Aesthetic Identity
I had a conversation with my father yesterday about buying the paper New York Times. I used to but have stopped; he continues to buy the Sunday edition and a few day papers a week. Why, I wondered, when there are so many reasons not to buy the physical paper, did he continue to do so, even as the price increased? Consider:
My dad is no technophobe. He actually subscribes to the Times Reader, and can be found reliably reading the NYT on his laptop during lunch. He browses the headlines every morning. It’s clear that the majority of his day-to-day interaction with the paper is online.
He also lives in central Maine, a region that is lucky to get any national papers by 10:00 a.m. In fact, when he buys the paper, it is almost always in the afternoon, when he simply won’t have time to read any significant part of it. Not only does the physical paper cost more, he reads less of it!
And the price. We puzzled over exactly why he continues to spend — according to our quick calculation — around $500/year on NYT dead trees and ink. Not to mention the trip to town it requires. (Ostensibly he has other reasons to make the drive, but I think he makes up excuses so he can buy the paper.) Especially when every article is posted for free online (for now).
He is satisfied with the answer, “it’s just habit.” I’m less satisfied. We all have habits, and usually for some underlying reason. Besides, habits are meant for breaking.
I tried to argue it was due in part to his signaling a certain part of his identity, although I don’t think either he or I was convinced. The fact is that he reads his paper in relative solitude (generally only my mother sees him). So could he really be signaling? Perhaps, in a kind of “impartial spectator” way — the way he sees himself reading the newspaper gives him pleasure and affirms a part of his identity.
Does the image of one “reading the paper” appeal to us, and give us pleasure when we imagine ourselves approaching it? As I read a newspaper I also imagine myself reading the newspaper, and approve of it. It appears as a praiseworthy activity. It’s a powerful aesthetic. (It is my twitter avatar, from a painting by Cézanne. Undoubtably in the cultural consciousness.)
The opposing image I’d suggest is of a person behind a laptop screen. There are similarities, but there are significant differences. The man reading his newspaper is passive, taking in various facts from around the world, soaking up disparate narratives of the day’s events and hopefully coming to a greater understanding — he is a man of letters. The woman behind her laptop also takes in facts, narratives, events and arguments. But where the man stops she continues to work: she checks facts, asks questions, writes her opinion, comments on others’ work. She is an active participant in a global village of ideas — what was once a community to merely be considered, and now is a community one can be part of. She is a woman of conversation.

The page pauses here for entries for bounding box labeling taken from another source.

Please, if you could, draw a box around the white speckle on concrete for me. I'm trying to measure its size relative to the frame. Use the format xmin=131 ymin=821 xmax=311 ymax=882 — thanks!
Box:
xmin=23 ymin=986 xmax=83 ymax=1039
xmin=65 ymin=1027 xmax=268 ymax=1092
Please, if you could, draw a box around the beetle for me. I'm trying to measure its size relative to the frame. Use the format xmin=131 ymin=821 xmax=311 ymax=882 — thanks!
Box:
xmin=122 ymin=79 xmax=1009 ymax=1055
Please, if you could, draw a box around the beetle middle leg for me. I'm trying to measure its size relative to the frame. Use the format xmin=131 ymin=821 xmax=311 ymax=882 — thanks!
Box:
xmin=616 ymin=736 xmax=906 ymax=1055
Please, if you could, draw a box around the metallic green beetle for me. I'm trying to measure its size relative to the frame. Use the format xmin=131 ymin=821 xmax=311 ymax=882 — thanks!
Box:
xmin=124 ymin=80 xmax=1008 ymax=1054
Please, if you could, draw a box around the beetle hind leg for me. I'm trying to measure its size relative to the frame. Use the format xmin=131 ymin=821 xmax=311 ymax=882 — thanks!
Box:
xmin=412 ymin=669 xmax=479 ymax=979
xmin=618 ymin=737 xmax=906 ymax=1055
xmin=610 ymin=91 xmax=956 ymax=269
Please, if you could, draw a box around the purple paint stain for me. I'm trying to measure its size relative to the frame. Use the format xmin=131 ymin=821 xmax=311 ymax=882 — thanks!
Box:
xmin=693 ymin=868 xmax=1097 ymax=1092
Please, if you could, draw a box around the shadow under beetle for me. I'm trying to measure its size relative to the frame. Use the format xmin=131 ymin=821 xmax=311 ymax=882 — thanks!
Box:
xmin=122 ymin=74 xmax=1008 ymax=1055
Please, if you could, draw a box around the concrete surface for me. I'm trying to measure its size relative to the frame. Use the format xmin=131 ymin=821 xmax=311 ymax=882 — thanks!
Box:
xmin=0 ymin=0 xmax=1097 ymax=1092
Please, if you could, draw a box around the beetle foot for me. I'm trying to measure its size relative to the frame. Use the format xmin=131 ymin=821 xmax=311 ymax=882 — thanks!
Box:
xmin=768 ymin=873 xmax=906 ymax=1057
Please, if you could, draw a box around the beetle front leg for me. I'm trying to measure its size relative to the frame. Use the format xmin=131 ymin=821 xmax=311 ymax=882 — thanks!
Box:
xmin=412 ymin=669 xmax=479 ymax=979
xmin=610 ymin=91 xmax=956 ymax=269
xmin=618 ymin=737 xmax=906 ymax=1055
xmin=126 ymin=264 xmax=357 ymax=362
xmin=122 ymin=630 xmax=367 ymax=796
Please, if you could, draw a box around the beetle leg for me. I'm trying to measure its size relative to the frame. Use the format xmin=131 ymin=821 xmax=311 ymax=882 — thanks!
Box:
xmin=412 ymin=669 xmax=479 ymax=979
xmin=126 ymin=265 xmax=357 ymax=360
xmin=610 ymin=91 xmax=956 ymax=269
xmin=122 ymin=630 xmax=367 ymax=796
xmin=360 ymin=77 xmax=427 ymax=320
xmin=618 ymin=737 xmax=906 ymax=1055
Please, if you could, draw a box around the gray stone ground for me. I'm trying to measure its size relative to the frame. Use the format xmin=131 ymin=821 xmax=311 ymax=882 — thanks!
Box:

These two stereotypes are the “reader” and the “blogger” respectively. They are both equally important to a personal sense of propriety. We all yearn to be something significant in the greater world — the worlds of politics and art and culture. The way that we see ourselves in interaction with the larger world is, unsurprisingly, the principle of how we interact. To my father, seeing himself holding a newspaper is as fulfilling — as right — as it is when I see myself at my laptop.
And so, yes, it is a form of signaling. Our pleasure comes not from the substance of what we’re doing (the actual articles read or posts written) but from the aesthetic appreciation of our own propriety. We pray at the altar of our self-identity to appease it and convince ourselves it does exist and is proper. This could cost us $2 for the paper or a night staring at a screen.
Of course I do think the “blogger” image is more useful for society — hence the original argument with my father. But it’s clear we aren’t perfect utilitarians in respect to our identities; nor, perhaps, should we be. I don’t have much of a right to tell my dad he shouldn’t buy the newspaper (from opportunity cost, etc etc) because, well, it’s part of his identity. I wouldn’t want someone telling me not to sit at a screen all day (clearly a huge investment of my time compared to a $2 paper).